La ley de semillas: control de los alimentos y contaminación.

Aprovechamos la oportunidad para consultarle su opinión acerca del proyecto de ley de semillas que se busca instalar. “Creo que es avasallar con una necesidad básica que es el alimento”, indicó. También apuntó que la industrialización de los alimentos, el modelo de la revolución verde, el monocultivo, los agroquímicos, la gran urbanización y los ritmos de vida actuales promueven la pérdida de la noción de dónde provienen los alimentos que comemos todos los días, cuatro veces por día (“lxs que tenemos esa suerte”, acotó), y de dónde provienen un montón de otras cosas. En relación a esto, destacó: “La Ley de semillas va por un control total por parte de las grandes semilleras del mundo de la necesidad básica de todas las personas de alimentarse, y de la vida en general. Nos enferman con “alimentos” contaminados, y además controlan los remedios”.

Esta charla intenta demostrar un poquito lo que promueve este proyecto que hoy genera plantines para huertas a través de la producción agroecológica. En palabras de su creadora, Lacandona es “selva y resistencia”. Se refiere a una inmensa y adversa selva latinoamericana, donde a pesar de todo, florecen sueños de libertad, de justicia, de igualdad. Llevando consigo la fuerza latente del interior de una semilla.

¿Cómo acceder a los plantines?

Nati participa de distintos encuentros como la Feria Universitaria de Economía Social y Solidaria, la Feria de entrega de bolsones de la Mesa por la Soberanía Alimentaria, la Feria Autogestiva y la Feria Franca llevadas a cabo en la ciudad. A su vez se suma con los excedentes de verduras a la Feria Itinerante de Pueblo Mampa y en los bolsones que vende “De la pacha”. También podés acceder a través de los perfiles de Facebook e Instagram, y en el almacén “De Mi Tierra”.

“Algo muy lindo que se dio, es que les compañeres de “De La Pacha”, me encargaron plantines para su producción de verduras agroecológicas.

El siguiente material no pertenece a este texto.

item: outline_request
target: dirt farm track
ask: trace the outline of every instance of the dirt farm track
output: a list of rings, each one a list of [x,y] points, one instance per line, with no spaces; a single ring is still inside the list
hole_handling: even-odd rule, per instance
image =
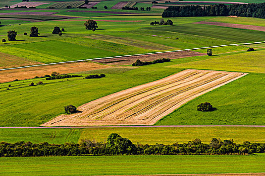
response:
[[[151,125],[195,98],[247,73],[187,69],[79,107],[42,126]]]

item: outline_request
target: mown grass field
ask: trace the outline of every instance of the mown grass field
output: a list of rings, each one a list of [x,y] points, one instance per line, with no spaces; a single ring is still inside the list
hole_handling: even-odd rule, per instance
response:
[[[160,20],[158,16],[98,17],[93,19],[143,21],[98,21],[99,28],[95,32],[84,29],[85,19],[4,26],[0,28],[0,36],[6,38],[7,31],[15,30],[18,40],[0,44],[0,52],[35,61],[51,63],[265,40],[264,32],[190,24],[212,18],[172,18],[176,25],[166,27],[150,26],[150,22]],[[23,35],[25,32],[29,33],[33,26],[39,29],[39,37]],[[56,26],[66,29],[63,36],[51,34]],[[227,32],[231,34],[228,36]],[[45,50],[40,49],[44,46]],[[68,49],[70,48],[71,50]]]
[[[265,155],[59,156],[0,158],[2,175],[94,175],[264,172]]]
[[[233,139],[236,143],[265,142],[263,127],[245,127],[0,129],[0,142],[64,144],[78,143],[84,139],[100,142],[105,141],[112,133],[128,138],[133,143],[143,144],[171,145],[176,142],[187,143],[196,138],[209,143],[215,137],[223,140]]]
[[[231,58],[231,60],[234,58],[238,67],[231,69],[231,66],[227,64],[224,60],[223,64],[215,65],[214,68],[224,71],[248,72],[248,68],[252,68],[253,70],[251,72],[254,73],[197,98],[167,116],[157,124],[263,125],[264,74],[259,73],[263,72],[260,68],[262,68],[262,64],[256,65],[260,57],[257,57],[255,53],[258,53],[258,51],[242,52],[242,58],[246,59],[240,59],[237,56],[241,54],[238,54],[236,52],[224,54]],[[259,54],[262,56],[263,54],[260,52]],[[31,82],[36,83],[42,80],[41,79],[2,83],[0,84],[3,112],[1,124],[5,126],[38,126],[63,113],[63,107],[68,104],[80,106],[115,92],[157,80],[186,68],[201,68],[193,67],[194,62],[211,62],[213,64],[219,63],[222,60],[218,58],[222,57],[222,54],[212,57],[193,57],[139,68],[115,67],[78,73],[83,76],[90,73],[104,73],[107,77],[102,79],[89,80],[74,78],[69,78],[69,81],[62,80],[65,80],[62,82],[58,80],[44,80],[42,81],[45,84],[33,87],[28,86],[28,84]],[[247,64],[246,59],[250,60]],[[239,66],[240,65],[248,66],[242,69]],[[202,66],[203,64],[199,66]],[[203,68],[211,68],[210,66]],[[6,90],[10,84],[11,84],[10,90]],[[57,100],[56,104],[52,103],[55,99]],[[19,101],[18,102],[18,100]],[[197,112],[196,106],[204,101],[210,102],[218,110],[205,113]],[[30,108],[23,108],[25,107]]]

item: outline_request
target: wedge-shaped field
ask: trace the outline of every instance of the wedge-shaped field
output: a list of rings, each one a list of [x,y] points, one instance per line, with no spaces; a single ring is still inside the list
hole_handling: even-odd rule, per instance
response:
[[[95,100],[78,107],[79,113],[41,126],[153,125],[189,101],[246,74],[187,69]]]

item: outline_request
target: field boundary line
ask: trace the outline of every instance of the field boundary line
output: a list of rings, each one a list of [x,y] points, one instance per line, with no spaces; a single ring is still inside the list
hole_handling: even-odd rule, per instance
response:
[[[92,59],[82,59],[82,60],[77,60],[65,61],[65,62],[56,62],[56,63],[46,63],[46,64],[38,64],[38,65],[28,65],[28,66],[17,67],[3,68],[3,69],[1,69],[0,71],[13,70],[13,69],[15,69],[33,67],[45,66],[45,65],[50,65],[60,64],[63,64],[63,63],[73,63],[73,62],[84,62],[84,61],[91,61],[91,60],[94,60],[113,59],[113,58],[121,58],[121,57],[137,56],[141,56],[141,55],[155,54],[160,54],[160,53],[170,53],[170,52],[173,52],[190,51],[190,50],[197,50],[197,49],[206,49],[206,48],[218,48],[218,47],[224,47],[224,46],[245,45],[250,45],[250,44],[260,44],[260,43],[265,43],[265,41],[257,42],[252,42],[252,43],[237,43],[237,44],[223,45],[218,45],[218,46],[208,46],[208,47],[195,48],[190,48],[190,49],[180,49],[180,50],[173,50],[173,51],[155,52],[149,53],[125,55],[123,55],[123,56],[112,56],[112,57],[99,57],[99,58],[92,58]]]
[[[57,127],[10,127],[0,129],[34,128],[139,128],[139,127],[265,127],[265,125],[131,125],[131,126],[73,126]]]

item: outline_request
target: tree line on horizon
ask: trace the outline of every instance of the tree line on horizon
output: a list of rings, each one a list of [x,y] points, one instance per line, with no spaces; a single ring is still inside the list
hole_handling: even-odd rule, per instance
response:
[[[155,145],[133,144],[117,133],[112,133],[105,142],[83,139],[79,143],[50,144],[47,142],[0,143],[0,157],[29,157],[71,155],[248,155],[264,153],[265,143],[244,142],[237,144],[233,140],[213,138],[209,144],[199,139],[183,144]]]
[[[265,19],[265,3],[229,6],[220,4],[203,7],[198,5],[172,6],[165,9],[162,14],[163,18],[228,16]]]

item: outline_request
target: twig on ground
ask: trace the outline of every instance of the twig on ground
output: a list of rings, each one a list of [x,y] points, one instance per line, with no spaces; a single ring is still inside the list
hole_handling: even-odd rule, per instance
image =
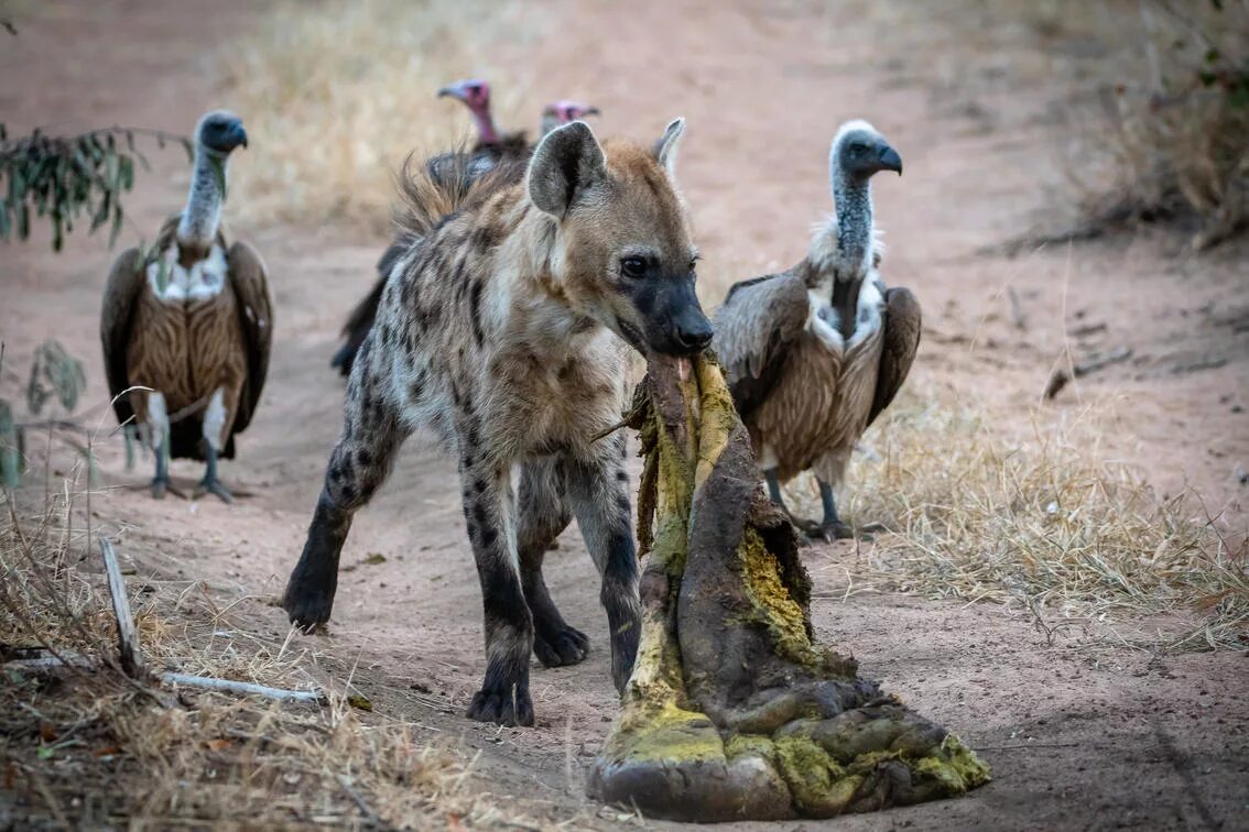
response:
[[[37,656],[34,659],[10,659],[4,662],[5,670],[44,670],[47,667],[84,667],[94,670],[91,660],[80,652],[65,652],[60,656]]]
[[[351,802],[356,805],[356,808],[360,810],[360,813],[363,815],[370,823],[381,825],[382,821],[377,817],[377,812],[368,807],[368,803],[365,802],[365,798],[360,796],[360,792],[355,790],[346,776],[337,775],[335,780],[338,781],[338,785],[342,786],[342,791],[347,793],[347,797],[351,798]]]
[[[227,691],[231,694],[255,694],[270,699],[292,702],[325,704],[326,697],[322,691],[292,691],[281,687],[269,687],[266,685],[252,685],[251,682],[236,682],[231,679],[211,679],[209,676],[192,676],[190,674],[164,672],[160,680],[166,685],[182,685],[185,687],[201,687],[204,690]]]
[[[1045,384],[1045,398],[1052,399],[1058,395],[1058,393],[1067,387],[1068,382],[1074,378],[1083,378],[1089,373],[1095,373],[1099,369],[1109,367],[1110,364],[1125,362],[1129,358],[1132,358],[1132,349],[1129,347],[1117,347],[1104,353],[1094,353],[1084,360],[1075,362],[1070,372],[1068,372],[1065,367],[1059,367],[1049,377],[1049,383]]]
[[[100,555],[109,575],[109,595],[112,596],[112,612],[117,619],[117,651],[121,654],[121,669],[131,679],[139,679],[144,672],[144,652],[139,646],[139,631],[135,629],[135,616],[130,611],[130,599],[126,597],[126,581],[121,578],[121,566],[112,543],[100,535]]]
[[[1028,317],[1023,313],[1023,304],[1019,303],[1019,293],[1013,286],[1007,287],[1007,297],[1010,298],[1010,323],[1015,329],[1028,328]]]

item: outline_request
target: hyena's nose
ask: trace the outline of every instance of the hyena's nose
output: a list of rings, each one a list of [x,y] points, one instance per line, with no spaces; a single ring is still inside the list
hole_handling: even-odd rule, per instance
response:
[[[689,354],[701,353],[711,343],[711,321],[702,314],[686,314],[677,323],[677,342]]]

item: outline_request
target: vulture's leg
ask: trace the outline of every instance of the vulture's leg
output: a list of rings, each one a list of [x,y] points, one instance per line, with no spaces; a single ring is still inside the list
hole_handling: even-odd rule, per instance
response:
[[[237,399],[237,397],[234,398]],[[219,387],[212,393],[212,398],[209,399],[209,407],[204,410],[204,455],[207,459],[207,465],[204,469],[204,479],[191,493],[192,498],[214,494],[224,503],[234,503],[234,496],[217,478],[217,454],[221,452],[221,437],[226,432],[227,415],[232,412],[232,409],[226,408],[225,392]]]
[[[367,348],[368,342],[363,349]],[[307,543],[282,596],[282,607],[291,621],[309,631],[330,620],[338,588],[338,555],[351,518],[386,480],[408,433],[380,385],[377,369],[367,352],[361,352],[347,383],[342,434],[330,454]]]
[[[819,533],[824,540],[847,540],[854,536],[848,525],[837,516],[837,500],[833,498],[833,486],[824,480],[816,478],[819,483],[819,503],[824,508],[824,519],[819,523]]]
[[[607,610],[612,642],[612,681],[623,691],[633,672],[641,635],[638,563],[633,546],[624,433],[591,445],[592,459],[567,460],[568,498],[590,556],[602,575],[598,599]]]
[[[162,500],[165,493],[172,490],[169,484],[169,413],[165,409],[165,397],[160,393],[149,393],[146,409],[147,432],[151,435],[152,455],[156,457],[152,496]]]
[[[777,472],[774,468],[769,468],[763,472],[763,480],[768,484],[768,496],[773,503],[781,506],[781,510],[789,516],[789,523],[807,535],[808,540],[831,540],[831,538],[826,536],[823,525],[816,520],[794,516],[793,511],[789,510],[789,506],[784,504],[784,498],[781,496],[781,480],[777,479]],[[821,483],[821,485],[823,485],[823,483]],[[821,490],[821,495],[823,495],[823,490]],[[828,514],[827,503],[824,504],[824,514],[826,516]],[[833,516],[837,516],[836,511],[833,513]]]
[[[781,480],[777,479],[777,469],[769,468],[763,472],[763,479],[768,483],[768,496],[772,498],[772,501],[788,511],[789,509],[786,506],[784,499],[781,498]]]
[[[560,615],[546,579],[542,559],[572,514],[563,499],[563,467],[553,460],[521,468],[516,543],[521,561],[521,588],[533,616],[533,655],[543,667],[575,665],[590,651],[590,639]]]

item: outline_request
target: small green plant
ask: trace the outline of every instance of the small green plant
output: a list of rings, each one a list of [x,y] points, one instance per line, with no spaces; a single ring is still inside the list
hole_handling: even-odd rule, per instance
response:
[[[0,344],[0,367],[4,365],[4,344]],[[39,415],[52,399],[72,413],[79,398],[86,389],[86,373],[82,362],[74,358],[55,339],[49,339],[35,351],[30,365],[30,382],[26,384],[26,409],[31,415]],[[35,424],[21,423],[14,414],[12,404],[0,398],[0,486],[15,489],[21,485],[26,469],[26,432]],[[95,455],[90,444],[84,444],[72,434],[86,434],[86,429],[72,420],[54,419],[37,423],[51,435],[57,432],[61,439],[86,459],[89,475],[96,475]],[[65,435],[70,434],[70,435]],[[129,440],[129,437],[127,437]],[[127,453],[129,453],[127,442]]]
[[[192,156],[185,136],[141,127],[102,127],[77,136],[50,136],[41,130],[10,138],[0,122],[0,239],[26,239],[31,213],[52,226],[52,249],[60,251],[65,233],[81,217],[90,231],[111,223],[109,244],[121,232],[121,196],[134,187],[135,166],[149,170],[136,140],[157,147],[181,145]]]

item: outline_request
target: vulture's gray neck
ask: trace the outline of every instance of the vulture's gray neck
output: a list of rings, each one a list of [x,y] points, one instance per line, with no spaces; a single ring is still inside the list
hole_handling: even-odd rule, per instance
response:
[[[498,128],[495,127],[495,116],[490,115],[490,109],[473,110],[472,117],[477,122],[477,137],[486,145],[498,141]]]
[[[177,223],[180,246],[207,251],[217,238],[221,202],[225,198],[226,155],[202,145],[195,147],[195,173],[186,210]]]
[[[859,279],[867,274],[872,257],[872,186],[867,180],[837,171],[833,205],[837,211],[837,279]]]

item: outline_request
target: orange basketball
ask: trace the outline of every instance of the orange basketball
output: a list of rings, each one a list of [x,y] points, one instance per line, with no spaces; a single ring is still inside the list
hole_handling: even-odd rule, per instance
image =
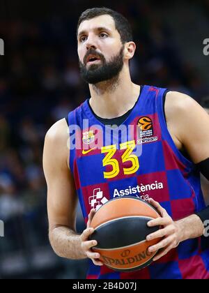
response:
[[[146,236],[160,227],[149,227],[150,220],[160,217],[148,202],[134,197],[111,200],[95,214],[91,227],[95,229],[91,239],[98,241],[93,250],[100,254],[107,266],[118,271],[134,271],[153,261],[156,252],[148,248],[160,239],[150,241]]]

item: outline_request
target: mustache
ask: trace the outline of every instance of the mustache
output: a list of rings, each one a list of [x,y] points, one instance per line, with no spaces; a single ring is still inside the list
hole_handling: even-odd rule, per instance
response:
[[[88,60],[88,58],[89,55],[95,55],[95,56],[99,57],[102,61],[103,61],[103,62],[105,61],[105,58],[104,58],[104,57],[102,54],[97,52],[93,49],[90,49],[88,51],[88,52],[86,54],[86,55],[84,58],[84,64],[86,65],[87,60]]]

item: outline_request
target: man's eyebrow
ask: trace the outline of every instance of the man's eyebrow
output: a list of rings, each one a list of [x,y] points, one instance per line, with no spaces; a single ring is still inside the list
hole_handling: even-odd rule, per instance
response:
[[[108,31],[109,33],[111,32],[109,29],[107,29],[107,27],[96,27],[93,30],[98,31]],[[85,30],[80,31],[78,34],[78,38],[79,38],[81,36],[84,35],[86,33],[86,31]]]

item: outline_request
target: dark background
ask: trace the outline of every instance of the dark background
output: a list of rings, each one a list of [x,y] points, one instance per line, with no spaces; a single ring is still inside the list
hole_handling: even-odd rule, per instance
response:
[[[184,92],[209,108],[209,1],[0,0],[1,278],[85,278],[85,261],[61,260],[49,246],[42,156],[47,130],[88,96],[76,27],[82,11],[102,6],[132,24],[134,82]]]

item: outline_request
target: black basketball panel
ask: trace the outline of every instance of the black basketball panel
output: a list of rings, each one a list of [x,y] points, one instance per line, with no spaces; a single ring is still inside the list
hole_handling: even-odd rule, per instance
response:
[[[112,220],[95,229],[90,239],[98,241],[97,248],[119,248],[146,240],[146,236],[157,231],[160,226],[148,227],[152,218],[123,217]]]

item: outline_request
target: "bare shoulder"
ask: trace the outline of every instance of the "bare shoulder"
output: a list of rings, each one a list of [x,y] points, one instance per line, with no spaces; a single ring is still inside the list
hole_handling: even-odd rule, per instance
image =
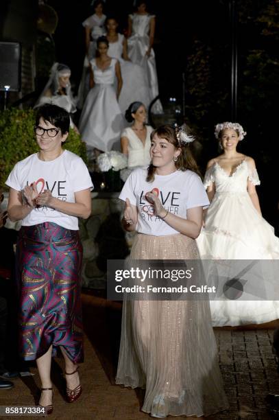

Y en general les compañeres de la Red Abya Yala han incorporado plantines, colaborando con los inicios y ayudando a guardar y cuidar las semillas que darán”.

Llegando al final de la charla, la emprendedora local resaltó que lo valioso es intentar hacer eso que te susurra adentro, intentar vivir de otra forma si es que eso te suena, “sin entregarnos a seguir el caminito que pareciera que es el único que existe”. Hace un año que Nati transita caminos alternativos y autogestivos que  son los que vienen de adentro.

Las proyecciones a futuro de este proyecto es continuar la producción de plantines hortícolas sanos de especies como repollos, brócolis, lechugas, cebollas, tomates, pimientos, berenjenas, chauchas, zapallos, entre otras, y principalmente de variedades diferentes dentro de cada especie de estas verduras, que casi ni conocemos. “Seguir aprendiendo de la producción de verduras sanas, de los cultivos y sus interacciones, del suelo y la vida microscópica que hay que cuidarle, para ir caminando a una agricultura diferente. También me encantaría producir semillas sanas”. Y concluyó: “Me siento muy agradecida porque estoy haciendo lo que quiero, y eso es un montón”.

Todo esto está lejos de ser una verdad absoluta.